For these reasons, I always appreciate when someone pulls the whole article, or even parts of it, into Lemmy. I also believe these reasons are shared by many others, which means it makes a more informed comment section when more of the article is readily available.
From the sound of it, I guess you’re declaring these rules for legal reasons. I can’t change anything about that.
I just wanted to clarify that there are good reasons why many people are happy to avoid opening external sites if possible.
Not necessarily LEGAL reasons, but rather LIABILITY reasons.
“Some people” are getting increasingly bitchy about where and when their content is being used:
https://theintercept.com/2023/09/17/new-york-times-website-internet-archive/
https://www.npr.org/2023/03/26/1166101459/internet-archive-lawsuit-books-library-publishers
We’re volunteers and as such just don’t have the time, energy, or money to fight it. So the best we can do is point to policy and moderation.
A perfectly fine reason. Respecting and protecting your limits is an important part of volunteering. Thanks for your service!
Hi, I’m a general rapscallion and trouble maker. It’s good to meet you!
Good trouble I hope! ;)
https://blogs.loc.gov/loc/2020/07/remembering-john-lewis-the-power-of-good-trouble/
Always! Trouble for a better tomorrow!
A moderating news in these trying times is a tough job. Thank you guys.
Why the fuck are you “respecting” something as reprehensible as copyright?

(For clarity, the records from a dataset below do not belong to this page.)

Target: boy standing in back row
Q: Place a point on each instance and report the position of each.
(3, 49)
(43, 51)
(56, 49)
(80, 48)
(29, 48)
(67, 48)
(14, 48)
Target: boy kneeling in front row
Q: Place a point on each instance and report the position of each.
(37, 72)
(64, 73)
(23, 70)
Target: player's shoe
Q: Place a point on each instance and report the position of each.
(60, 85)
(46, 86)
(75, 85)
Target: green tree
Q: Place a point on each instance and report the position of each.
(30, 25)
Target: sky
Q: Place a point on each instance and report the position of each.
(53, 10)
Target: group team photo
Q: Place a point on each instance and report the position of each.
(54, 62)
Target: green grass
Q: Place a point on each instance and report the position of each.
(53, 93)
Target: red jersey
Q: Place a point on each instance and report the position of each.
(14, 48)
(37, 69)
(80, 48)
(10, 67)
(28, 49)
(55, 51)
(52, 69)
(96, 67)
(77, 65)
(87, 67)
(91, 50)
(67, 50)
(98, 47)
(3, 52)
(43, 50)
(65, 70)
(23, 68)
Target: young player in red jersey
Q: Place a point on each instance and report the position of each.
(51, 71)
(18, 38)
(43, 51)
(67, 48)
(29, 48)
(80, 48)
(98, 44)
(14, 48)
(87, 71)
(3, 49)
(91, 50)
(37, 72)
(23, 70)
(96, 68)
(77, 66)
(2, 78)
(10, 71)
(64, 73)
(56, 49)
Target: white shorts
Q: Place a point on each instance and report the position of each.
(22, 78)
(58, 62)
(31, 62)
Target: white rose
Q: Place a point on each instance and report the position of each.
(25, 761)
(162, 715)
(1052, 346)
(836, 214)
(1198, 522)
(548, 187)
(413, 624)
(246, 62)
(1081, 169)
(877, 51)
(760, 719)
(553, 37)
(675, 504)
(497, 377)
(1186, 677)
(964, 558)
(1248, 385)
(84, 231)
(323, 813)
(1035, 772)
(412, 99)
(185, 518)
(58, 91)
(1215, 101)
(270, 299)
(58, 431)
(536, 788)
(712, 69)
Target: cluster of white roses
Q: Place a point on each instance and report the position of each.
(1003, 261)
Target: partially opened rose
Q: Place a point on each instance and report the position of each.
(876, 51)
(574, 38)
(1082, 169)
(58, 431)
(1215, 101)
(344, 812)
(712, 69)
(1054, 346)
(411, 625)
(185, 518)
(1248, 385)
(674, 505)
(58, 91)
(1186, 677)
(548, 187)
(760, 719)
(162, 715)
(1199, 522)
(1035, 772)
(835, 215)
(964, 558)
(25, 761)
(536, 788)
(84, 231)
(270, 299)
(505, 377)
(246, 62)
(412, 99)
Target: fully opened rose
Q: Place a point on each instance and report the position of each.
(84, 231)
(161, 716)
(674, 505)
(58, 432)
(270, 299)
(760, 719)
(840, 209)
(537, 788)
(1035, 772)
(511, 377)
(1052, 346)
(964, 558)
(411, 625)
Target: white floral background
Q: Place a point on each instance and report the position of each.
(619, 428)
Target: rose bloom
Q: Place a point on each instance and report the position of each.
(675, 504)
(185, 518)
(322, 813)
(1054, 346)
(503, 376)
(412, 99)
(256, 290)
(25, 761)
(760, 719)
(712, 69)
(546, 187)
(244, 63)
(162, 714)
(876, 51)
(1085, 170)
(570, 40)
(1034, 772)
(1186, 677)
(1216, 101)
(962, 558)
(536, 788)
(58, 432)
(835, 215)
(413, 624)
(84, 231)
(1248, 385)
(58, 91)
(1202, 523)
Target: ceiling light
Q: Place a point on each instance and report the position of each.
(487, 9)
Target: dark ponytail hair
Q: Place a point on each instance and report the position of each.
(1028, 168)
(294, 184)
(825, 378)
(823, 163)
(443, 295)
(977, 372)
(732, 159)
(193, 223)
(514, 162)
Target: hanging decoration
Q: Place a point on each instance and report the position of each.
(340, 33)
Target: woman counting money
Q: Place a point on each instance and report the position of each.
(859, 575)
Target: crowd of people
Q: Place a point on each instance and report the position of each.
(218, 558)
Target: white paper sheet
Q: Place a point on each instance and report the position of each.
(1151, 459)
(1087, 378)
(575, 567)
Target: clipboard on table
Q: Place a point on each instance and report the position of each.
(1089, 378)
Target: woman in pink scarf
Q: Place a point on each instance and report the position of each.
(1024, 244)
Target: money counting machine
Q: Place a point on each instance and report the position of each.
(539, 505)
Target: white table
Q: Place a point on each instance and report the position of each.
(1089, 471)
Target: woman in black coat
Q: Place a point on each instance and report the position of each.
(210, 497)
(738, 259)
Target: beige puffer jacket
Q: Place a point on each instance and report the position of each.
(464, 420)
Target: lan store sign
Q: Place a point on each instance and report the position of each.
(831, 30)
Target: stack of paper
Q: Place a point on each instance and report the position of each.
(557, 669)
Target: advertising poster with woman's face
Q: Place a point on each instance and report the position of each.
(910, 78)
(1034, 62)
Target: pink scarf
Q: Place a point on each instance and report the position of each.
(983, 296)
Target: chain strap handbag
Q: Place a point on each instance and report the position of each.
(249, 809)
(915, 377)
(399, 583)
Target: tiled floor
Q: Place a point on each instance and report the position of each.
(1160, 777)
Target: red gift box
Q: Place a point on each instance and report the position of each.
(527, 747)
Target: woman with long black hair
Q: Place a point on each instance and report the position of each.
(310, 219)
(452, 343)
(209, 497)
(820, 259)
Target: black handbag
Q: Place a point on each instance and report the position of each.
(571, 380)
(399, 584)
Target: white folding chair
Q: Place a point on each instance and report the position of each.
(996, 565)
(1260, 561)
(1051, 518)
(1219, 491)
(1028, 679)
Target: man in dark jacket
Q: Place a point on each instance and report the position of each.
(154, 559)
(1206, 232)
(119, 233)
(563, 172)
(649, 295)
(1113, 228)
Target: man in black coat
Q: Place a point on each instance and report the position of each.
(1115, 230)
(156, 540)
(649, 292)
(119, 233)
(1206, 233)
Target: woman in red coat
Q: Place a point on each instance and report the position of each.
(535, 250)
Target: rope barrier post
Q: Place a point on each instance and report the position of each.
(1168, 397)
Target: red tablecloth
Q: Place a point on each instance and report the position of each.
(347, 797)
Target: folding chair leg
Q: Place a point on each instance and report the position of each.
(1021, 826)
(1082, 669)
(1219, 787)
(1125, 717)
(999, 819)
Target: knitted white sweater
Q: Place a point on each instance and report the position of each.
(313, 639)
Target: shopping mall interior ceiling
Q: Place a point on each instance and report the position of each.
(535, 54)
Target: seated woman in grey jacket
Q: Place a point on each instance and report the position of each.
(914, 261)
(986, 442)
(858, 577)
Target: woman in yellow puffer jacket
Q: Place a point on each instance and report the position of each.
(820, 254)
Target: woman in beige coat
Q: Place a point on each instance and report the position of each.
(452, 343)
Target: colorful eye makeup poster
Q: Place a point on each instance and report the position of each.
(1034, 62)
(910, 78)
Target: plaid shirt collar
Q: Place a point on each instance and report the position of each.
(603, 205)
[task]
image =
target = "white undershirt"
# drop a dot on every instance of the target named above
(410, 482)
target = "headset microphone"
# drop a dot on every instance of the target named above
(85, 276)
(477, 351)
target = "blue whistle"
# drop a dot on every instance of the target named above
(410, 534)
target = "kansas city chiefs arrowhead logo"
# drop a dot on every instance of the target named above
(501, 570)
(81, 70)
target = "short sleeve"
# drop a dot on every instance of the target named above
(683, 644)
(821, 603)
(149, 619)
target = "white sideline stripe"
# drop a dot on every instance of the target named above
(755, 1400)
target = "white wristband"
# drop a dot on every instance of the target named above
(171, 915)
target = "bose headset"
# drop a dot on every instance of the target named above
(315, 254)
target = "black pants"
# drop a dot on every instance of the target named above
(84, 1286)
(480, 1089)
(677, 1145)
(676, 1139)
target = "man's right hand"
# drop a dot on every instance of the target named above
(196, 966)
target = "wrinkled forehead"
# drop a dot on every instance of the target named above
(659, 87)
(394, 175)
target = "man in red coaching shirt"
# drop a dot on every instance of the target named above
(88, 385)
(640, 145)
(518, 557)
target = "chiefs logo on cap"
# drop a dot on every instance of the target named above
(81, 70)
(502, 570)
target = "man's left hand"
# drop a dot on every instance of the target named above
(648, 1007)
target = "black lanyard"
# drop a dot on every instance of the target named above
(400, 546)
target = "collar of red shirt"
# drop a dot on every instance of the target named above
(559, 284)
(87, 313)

Sounds like this place is well on its way to be another reddit.
Super simple… the people running lemmy.world are volunteers and don’t have the money to withstand a copyright action should one arise. That’s really it. Nobody wants the liability.
Ever had to randomly spend your ‘free’ time on a legal issue about bullshit that you don’t want to spend your time and energy on and have to go up against people who do that bullshit for a living? I have, it blows. This is a risk mitigation measure nobody really enjoys, except the people who pay lawyers to enforce copyright laws.
It’s also a large vulnerability in volunteer-run systems operating in public spaces, unfortunately. I wish I knew of a fix for that.
The answer is pretty obvious, but I have seen a lot of folk on lemmy (and elsewhere) who think this is a good solution. Might be worth coming down on it:
Copy full text of article into an LLM and ask it to rewrite that article “to be more understandable”. There is the bot that automatically does that for every article (and mostly just increases the misinformation and what not…), but I have seen more than a few people suggest doing that for the text portion of a post.